I pick up the beer because she gave it to me and I take a drink because she wants me to. When I lower it, she smiles, twists the top on her own and clinks the mouth of it against mine before she takes a drink.
She makes another sandwich and we spit that one too. We eat in silence, neither of us really looking at each other. Afterward, she starts to clean up, putting the container of chicken salad in the fridge and wiping up crumbs. She doesn’t look at me. Doesn’t try to talk to me. Just quick, nervous movements that give me the feeling she wants to leave but doesn’t know how.
And now I know what it’s like to watch someone plan an extraction after a booty-call.
It sucks balls.
“Look, Daisy…” I put down the beer and shake my head. “Thanks for the help but I’m gonna try to get some sleep, and I know you have work in the morning, so…” I’m no closer to sleep than I was an hour ago. I’m just trying to make it easier for her, but I know I come off sounding like a dick. I’ve never been good at censoring myself. Most of the time I don’t care. Right now, I want to punch myself in the face.
As soon as I say it she goes still, her hands clasped around the loaf of bread she’s putting away like someone unplugged her. “Oh.” She nods, tucking the tail end of the bread bag under the loaf before setting it down. “Okay.” She nods again, smoothing her hands down the bottom half of her borrowed shirt like it’s a couture ball gown. “I’ll just gather my things.” She gives me a polite smile before skirting her way around me, still nodding as she disappears into the bathroom.
A few seconds later she comes out of the bathroom with several thousand dollars’ worth of wet delicates and rumpled designer labels.

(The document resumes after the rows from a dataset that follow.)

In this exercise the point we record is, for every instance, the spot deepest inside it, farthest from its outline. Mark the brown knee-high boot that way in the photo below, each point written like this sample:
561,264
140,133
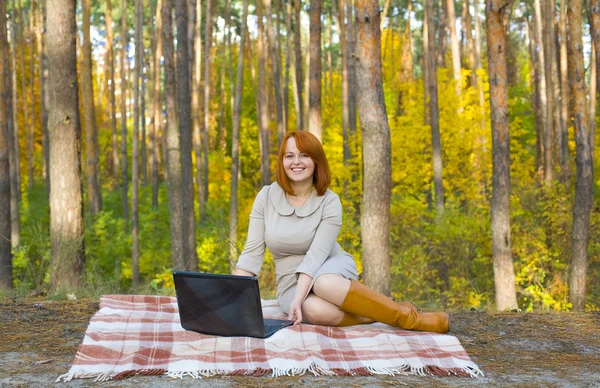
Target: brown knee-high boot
363,301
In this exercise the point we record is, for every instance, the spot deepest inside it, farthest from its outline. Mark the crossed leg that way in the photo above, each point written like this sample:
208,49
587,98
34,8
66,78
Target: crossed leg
322,306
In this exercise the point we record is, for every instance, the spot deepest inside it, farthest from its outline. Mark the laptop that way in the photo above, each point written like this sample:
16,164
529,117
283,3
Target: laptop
225,305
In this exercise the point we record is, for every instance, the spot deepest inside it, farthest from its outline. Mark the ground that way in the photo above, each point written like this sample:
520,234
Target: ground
39,339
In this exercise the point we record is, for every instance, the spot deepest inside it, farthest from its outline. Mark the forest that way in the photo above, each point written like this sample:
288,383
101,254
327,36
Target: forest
134,137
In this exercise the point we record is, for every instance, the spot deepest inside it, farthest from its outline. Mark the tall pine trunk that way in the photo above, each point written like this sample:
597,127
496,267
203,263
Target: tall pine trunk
156,104
375,216
434,113
275,58
15,189
203,165
584,160
173,154
135,156
184,105
89,116
66,202
263,113
113,102
314,92
6,281
564,96
124,168
504,275
298,63
454,46
235,144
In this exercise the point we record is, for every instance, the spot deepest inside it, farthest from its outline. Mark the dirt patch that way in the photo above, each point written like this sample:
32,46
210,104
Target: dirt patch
40,338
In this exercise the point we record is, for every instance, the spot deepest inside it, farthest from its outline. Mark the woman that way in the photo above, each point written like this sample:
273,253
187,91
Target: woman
299,219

I watch her hurry past me to dump her haul into my reading chair in the corner of the room. I expect her to start throwing on her clothes. Find her shoes. Rush down the stairs to get away from me.
But she doesn’t.
She just stands there and stares at my chair.
“Can I stay?” She finally looks at me, her dark eyes wide, teeth practically chewing a hole in her bottom lip. “Tomorrow is Friday and I don’t have to be to the library until noon and I …” she looks away from me, her gaze straying to the wide, floor-to-ceiling book shelf on the other side of the room’s only window. “I don’t have any books at my place and I’d like to read for a while.” She shifts her weight from foot to the other when I don’t answer her. “I won’t make any noise. I’ll let you sleep. I just—”
“You want to stay?”
She nods.
I don’t think about what she’s asking me. About how she practically cut me open and played with my guts when I asked for the exact same thing only a few weeks ago. About what waking up next to her is going to do to me later.
She wants to stay.
That’s all I can think.
All that matters.
“I pick the book and you read it out loud.”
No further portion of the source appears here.